Reading is a key commuter destination in its own right these days. There are thousands of square feet of office space a stone's throw from the station, with more on the way, and major businesses like Microsoft's UK headquarters a short shuttle bus ride away at Thames Valley Park. The new Reading Green Park station is being built to serve another major business park.
Your remarks simply reflect the fetishistion of London traffic at the expense of everywhere else that also appears to have swayed the thinking of people at GWR
and Network Rail* when they came up with this timetable.
*As I said above, the draft timetables sent out previously by GWR contained not a hint of what has been done to the afternoon peak Reading calls, so I can only assume the push for all this non-stop running to Oxford has come from Network Rail to make their life easier. It represents a reversal of the structure of the timetable since 2006, which still applies in the mornings, when there will be an excellent direct service available to anyone commuting into Reading from west of Oxford, with every single train towards London calling there.
Overloaded trains are rather less of an issue since the arrival of IETs and 387s has boosted seating capacity in the Thames Valley and beyond.
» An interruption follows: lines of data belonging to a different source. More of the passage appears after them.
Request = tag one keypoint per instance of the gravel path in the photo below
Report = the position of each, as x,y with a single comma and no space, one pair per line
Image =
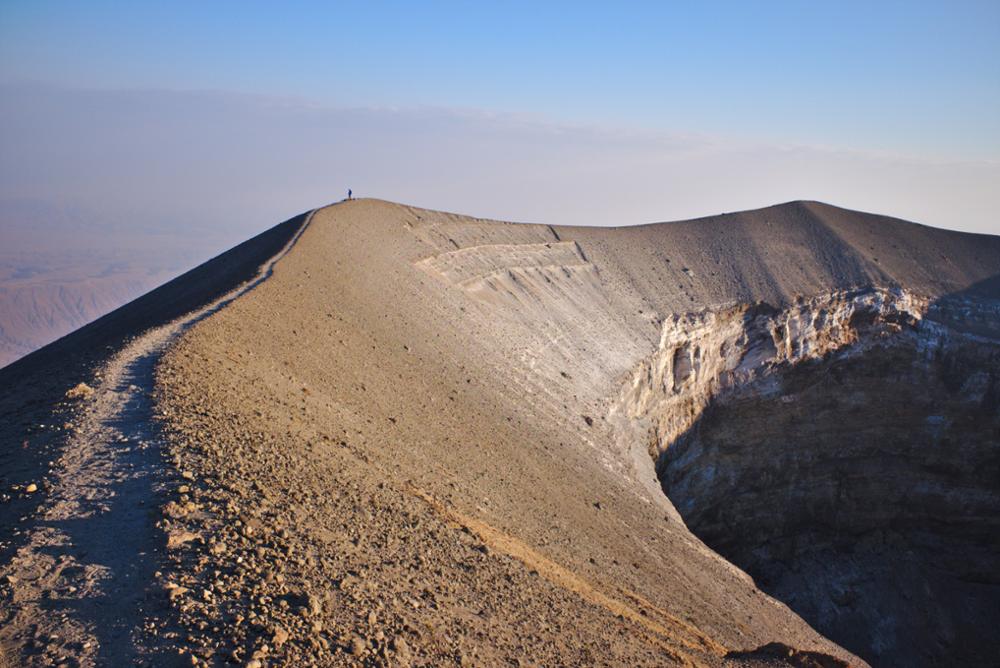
82,583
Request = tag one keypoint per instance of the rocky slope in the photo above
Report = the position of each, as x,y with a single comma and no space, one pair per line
426,439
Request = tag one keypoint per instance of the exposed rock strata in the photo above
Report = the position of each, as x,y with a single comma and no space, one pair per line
844,451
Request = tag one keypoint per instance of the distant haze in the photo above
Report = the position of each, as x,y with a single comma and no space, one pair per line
212,168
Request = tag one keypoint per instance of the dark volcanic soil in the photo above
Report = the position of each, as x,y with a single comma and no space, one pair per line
408,445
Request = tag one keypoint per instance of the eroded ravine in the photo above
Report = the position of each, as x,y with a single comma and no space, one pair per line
844,452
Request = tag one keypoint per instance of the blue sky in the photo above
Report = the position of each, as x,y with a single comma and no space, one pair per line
214,120
903,76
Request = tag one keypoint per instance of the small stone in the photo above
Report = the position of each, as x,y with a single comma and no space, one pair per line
178,538
79,391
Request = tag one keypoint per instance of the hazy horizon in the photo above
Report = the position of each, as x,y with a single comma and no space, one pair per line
142,140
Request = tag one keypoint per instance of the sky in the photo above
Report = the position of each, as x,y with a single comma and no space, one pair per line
207,122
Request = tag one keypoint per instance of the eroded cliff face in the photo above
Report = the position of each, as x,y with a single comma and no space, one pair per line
844,451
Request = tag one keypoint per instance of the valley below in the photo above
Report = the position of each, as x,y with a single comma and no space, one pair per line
383,435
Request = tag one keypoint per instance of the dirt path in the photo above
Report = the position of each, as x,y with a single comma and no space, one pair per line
82,582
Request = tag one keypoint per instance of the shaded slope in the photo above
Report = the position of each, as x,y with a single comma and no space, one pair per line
405,446
32,404
475,361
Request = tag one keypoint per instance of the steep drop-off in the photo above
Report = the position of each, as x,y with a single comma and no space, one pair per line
426,439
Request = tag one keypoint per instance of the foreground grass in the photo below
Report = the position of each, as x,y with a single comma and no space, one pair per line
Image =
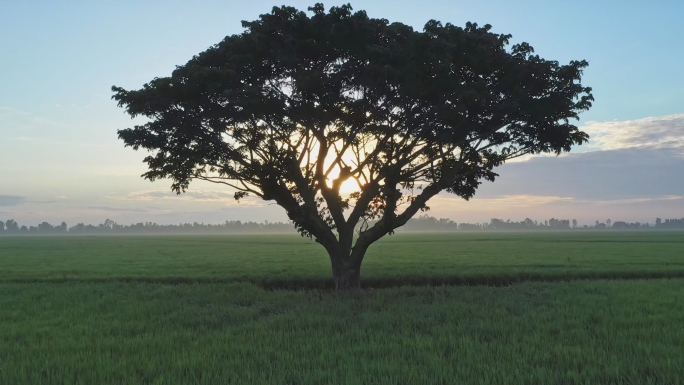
289,261
583,332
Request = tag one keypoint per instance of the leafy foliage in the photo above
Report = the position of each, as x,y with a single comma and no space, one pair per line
300,103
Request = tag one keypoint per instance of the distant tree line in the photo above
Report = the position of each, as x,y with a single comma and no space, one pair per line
422,223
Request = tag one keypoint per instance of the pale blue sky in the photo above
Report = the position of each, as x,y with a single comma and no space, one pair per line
60,158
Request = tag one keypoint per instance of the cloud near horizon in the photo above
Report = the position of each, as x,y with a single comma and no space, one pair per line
652,132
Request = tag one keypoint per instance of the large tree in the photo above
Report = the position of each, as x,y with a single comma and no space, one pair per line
300,104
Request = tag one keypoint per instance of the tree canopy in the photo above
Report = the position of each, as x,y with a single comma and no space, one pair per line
299,104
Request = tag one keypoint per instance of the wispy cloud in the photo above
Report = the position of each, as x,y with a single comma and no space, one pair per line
654,132
117,209
11,200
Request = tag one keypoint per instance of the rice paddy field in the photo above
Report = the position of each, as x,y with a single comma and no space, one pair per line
573,307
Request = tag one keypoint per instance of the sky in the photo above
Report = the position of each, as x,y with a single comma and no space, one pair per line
61,160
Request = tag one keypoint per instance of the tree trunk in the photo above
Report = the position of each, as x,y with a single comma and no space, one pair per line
346,273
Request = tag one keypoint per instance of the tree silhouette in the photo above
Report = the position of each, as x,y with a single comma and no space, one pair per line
299,105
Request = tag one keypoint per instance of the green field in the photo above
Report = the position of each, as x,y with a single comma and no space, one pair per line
220,310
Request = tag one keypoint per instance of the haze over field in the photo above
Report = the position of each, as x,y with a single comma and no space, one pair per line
60,158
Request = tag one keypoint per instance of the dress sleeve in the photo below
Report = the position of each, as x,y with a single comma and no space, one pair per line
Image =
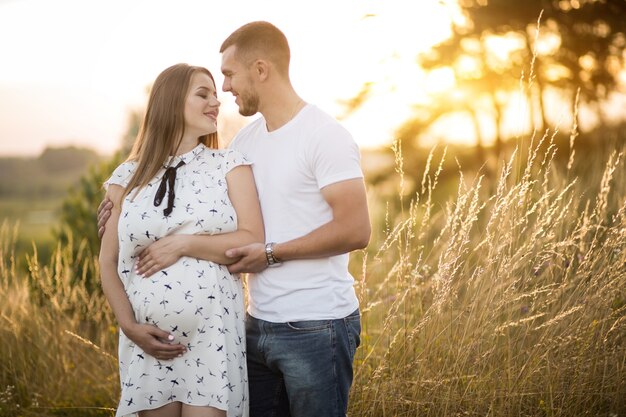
121,175
232,159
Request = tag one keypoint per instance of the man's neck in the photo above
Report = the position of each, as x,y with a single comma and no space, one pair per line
279,109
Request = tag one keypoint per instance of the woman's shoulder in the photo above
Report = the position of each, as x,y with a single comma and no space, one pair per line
122,173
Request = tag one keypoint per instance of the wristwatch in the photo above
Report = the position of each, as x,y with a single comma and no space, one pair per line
269,255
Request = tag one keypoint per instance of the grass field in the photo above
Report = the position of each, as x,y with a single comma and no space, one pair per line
35,218
506,298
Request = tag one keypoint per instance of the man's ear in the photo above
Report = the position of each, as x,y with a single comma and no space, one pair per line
261,69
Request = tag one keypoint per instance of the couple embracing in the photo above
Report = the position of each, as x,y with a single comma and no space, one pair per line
285,203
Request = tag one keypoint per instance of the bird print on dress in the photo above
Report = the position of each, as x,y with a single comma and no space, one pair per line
200,303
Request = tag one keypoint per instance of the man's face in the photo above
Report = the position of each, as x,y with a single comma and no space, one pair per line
239,82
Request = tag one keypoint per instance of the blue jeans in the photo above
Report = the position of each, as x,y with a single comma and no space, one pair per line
301,369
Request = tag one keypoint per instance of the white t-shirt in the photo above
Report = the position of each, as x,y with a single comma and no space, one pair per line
291,165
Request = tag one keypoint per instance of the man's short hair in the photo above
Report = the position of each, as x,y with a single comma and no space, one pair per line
260,40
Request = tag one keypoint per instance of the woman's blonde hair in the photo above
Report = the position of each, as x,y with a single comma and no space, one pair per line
163,125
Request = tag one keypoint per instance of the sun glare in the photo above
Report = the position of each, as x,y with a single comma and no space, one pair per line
104,55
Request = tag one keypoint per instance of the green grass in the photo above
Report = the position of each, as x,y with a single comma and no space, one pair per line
504,298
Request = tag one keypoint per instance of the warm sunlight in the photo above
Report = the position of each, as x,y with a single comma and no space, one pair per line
74,69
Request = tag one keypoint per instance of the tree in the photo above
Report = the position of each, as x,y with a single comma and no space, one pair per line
578,46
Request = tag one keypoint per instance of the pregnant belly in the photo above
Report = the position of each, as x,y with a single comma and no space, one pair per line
182,300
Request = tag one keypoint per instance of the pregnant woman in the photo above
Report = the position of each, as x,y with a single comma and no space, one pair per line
182,341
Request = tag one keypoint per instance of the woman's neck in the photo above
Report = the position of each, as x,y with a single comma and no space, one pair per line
186,145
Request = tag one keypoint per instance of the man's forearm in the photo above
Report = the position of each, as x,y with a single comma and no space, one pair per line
330,239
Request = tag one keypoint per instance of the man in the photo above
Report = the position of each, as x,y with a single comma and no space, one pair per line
303,320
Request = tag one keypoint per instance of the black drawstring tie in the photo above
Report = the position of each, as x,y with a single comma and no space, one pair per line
168,179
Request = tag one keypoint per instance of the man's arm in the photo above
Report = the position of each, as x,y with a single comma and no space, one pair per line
169,249
348,230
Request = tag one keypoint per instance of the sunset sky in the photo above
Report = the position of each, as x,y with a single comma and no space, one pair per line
72,69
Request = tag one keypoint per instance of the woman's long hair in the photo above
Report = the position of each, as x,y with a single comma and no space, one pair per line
163,125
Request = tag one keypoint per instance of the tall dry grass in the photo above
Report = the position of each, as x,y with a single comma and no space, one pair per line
57,341
509,299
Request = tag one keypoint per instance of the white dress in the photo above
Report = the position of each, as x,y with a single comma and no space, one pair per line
199,302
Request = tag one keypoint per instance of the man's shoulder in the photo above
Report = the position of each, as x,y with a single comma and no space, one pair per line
246,133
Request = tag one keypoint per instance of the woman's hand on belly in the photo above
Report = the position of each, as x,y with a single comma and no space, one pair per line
154,341
161,254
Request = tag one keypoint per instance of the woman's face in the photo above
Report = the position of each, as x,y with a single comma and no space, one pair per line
201,106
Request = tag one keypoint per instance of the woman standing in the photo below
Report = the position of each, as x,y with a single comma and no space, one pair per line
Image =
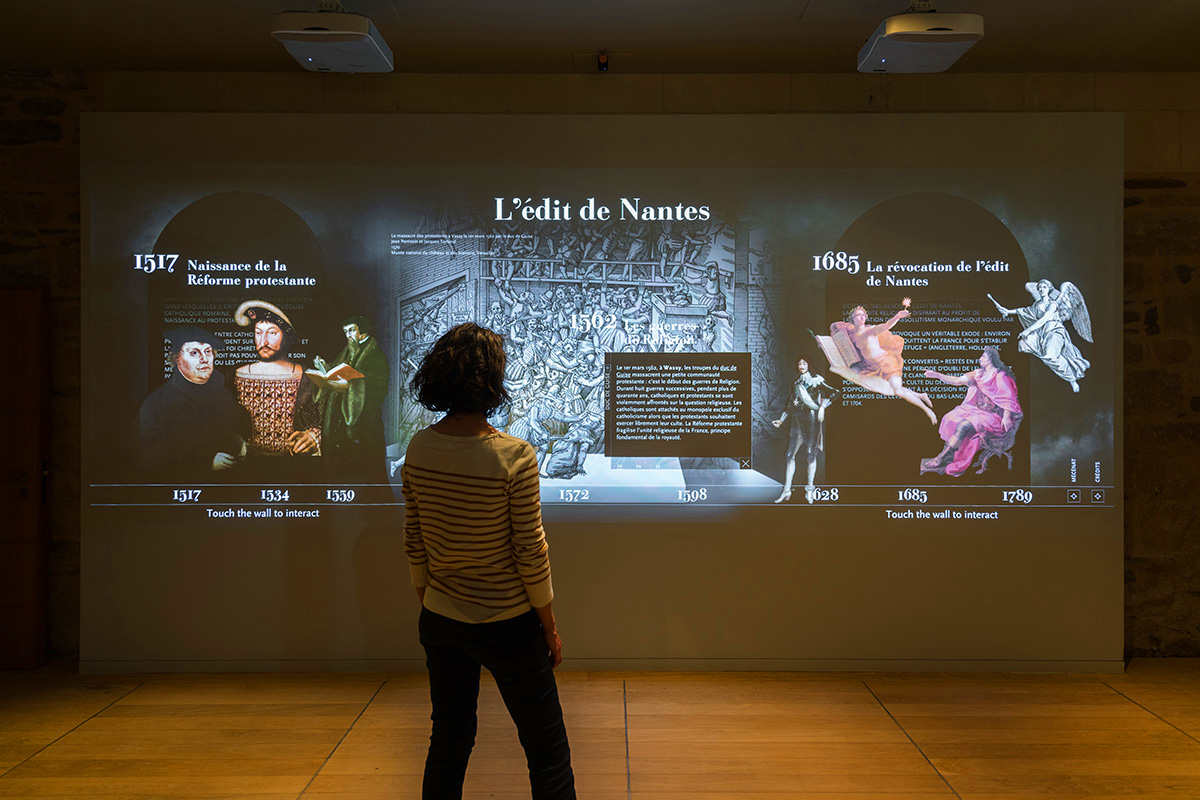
479,561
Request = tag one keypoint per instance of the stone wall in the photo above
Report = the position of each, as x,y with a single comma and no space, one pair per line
40,234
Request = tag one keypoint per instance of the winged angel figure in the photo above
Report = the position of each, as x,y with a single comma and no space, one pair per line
1044,332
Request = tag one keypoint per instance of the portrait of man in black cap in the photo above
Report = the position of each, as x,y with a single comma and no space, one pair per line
191,426
353,423
281,400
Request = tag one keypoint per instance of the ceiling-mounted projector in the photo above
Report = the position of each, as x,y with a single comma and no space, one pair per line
333,41
919,42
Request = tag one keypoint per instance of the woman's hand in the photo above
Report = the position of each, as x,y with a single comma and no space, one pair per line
301,441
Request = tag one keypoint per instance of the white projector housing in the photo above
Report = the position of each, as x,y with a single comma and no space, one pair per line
919,42
333,41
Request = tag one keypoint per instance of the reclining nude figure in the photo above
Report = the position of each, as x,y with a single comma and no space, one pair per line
880,365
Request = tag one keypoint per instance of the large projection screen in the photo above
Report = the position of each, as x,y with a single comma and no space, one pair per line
951,282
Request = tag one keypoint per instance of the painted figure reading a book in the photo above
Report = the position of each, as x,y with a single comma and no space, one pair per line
353,392
282,402
985,419
869,355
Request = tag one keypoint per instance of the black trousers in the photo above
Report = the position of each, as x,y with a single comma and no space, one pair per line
515,653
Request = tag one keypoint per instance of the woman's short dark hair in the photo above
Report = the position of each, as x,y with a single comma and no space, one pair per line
463,372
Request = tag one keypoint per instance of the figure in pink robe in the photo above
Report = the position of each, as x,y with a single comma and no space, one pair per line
990,407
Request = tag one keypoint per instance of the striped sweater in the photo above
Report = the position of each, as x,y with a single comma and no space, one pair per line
473,525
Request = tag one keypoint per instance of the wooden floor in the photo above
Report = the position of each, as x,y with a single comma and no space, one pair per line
641,735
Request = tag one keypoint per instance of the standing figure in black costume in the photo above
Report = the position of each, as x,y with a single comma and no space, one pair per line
353,422
805,407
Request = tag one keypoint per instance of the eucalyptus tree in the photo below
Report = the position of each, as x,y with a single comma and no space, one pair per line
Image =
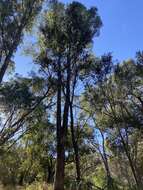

There is no confusion about what rolling stock will be used at certain times of the day, with nine-car IETs (and, I gather, a 2x5 on the first train from Worcester to London from December) booked for all Cotswold Line services into and out of London in the weekday peaks.
There will still be two-car Turbos on the Cotswold Line, as the two peak trains serving the Oxfordshire halts will be worked by them - with the afternoon service (even when truncated to run from Didcot to Moreton-in-Marsh only) likely to be overcrowded all the time as a result, due to the sheer number of people now travelling in and out of Oxford from Hanborough and Charlbury. And some people will no doubt want to connect out of the 16.20 from Paddington to Oxford as well - whether from London or Reading.
Add Reading calls and trains get removed. Simple.
Reading-Cotswold Line remains an easy change at Oxford - I'd wager the number of such passengers with such a relatively minor inconvenience is far less than the number that benefit from the general acceleration of schedules.
If you insist on keeping every aspect of currentll connectivity, you'll just end up back at today's timetable again with no actual progress made.
No, it's not simple. The two draft Cotswold timetables circulated previously to user groups by GWR included Reading calls (and presumably also made provision for the Didcot and Bristol trains).
Is it so hard to grasp that the only part of the the day that the Cotswold Line trains will not call at Reading is the late afternoon and early evening peak? You know, one of the busiest periods of the day, when the inadequate passenger-carrying capacity of the XC trains touted as the alternative way to get to Oxford is even more inadequate than the rest of the time.
Not many people would regard losing a direct journey in exchange for the likelihood of having to stand in a smelly Voyager vestibule for 20 minutes, then change on to a train that has run through the station they got on at, as a 'minor inconvenience'.
The journey time saving between London and Oxford achieved by not calling at Reading will be a whole, er, three or four minutes. Which won't make a fundamental difference to anyone's life.
And what do we find when the peak trains get past Oxford?
The 16.58 from Paddington (no Reading call) will reach Moreton-in-Marsh in 1 hour 22 minutes.
The 17.34 from Paddington (calls at Reading) will reach Moreton-in-Marsh in 1hr 23 mins.
The 17.58 from from Paddington (no Reading call) will reach Moreton-in-Marsh in 1hr 27 mins.
The 18.58 (no Reading call) gets the gold medal for a 1hr 20min run from London.
Not much of a trade-off for the clear and obvious impact on passengers from Reading, or the serious hit to connectivity that will also result from this.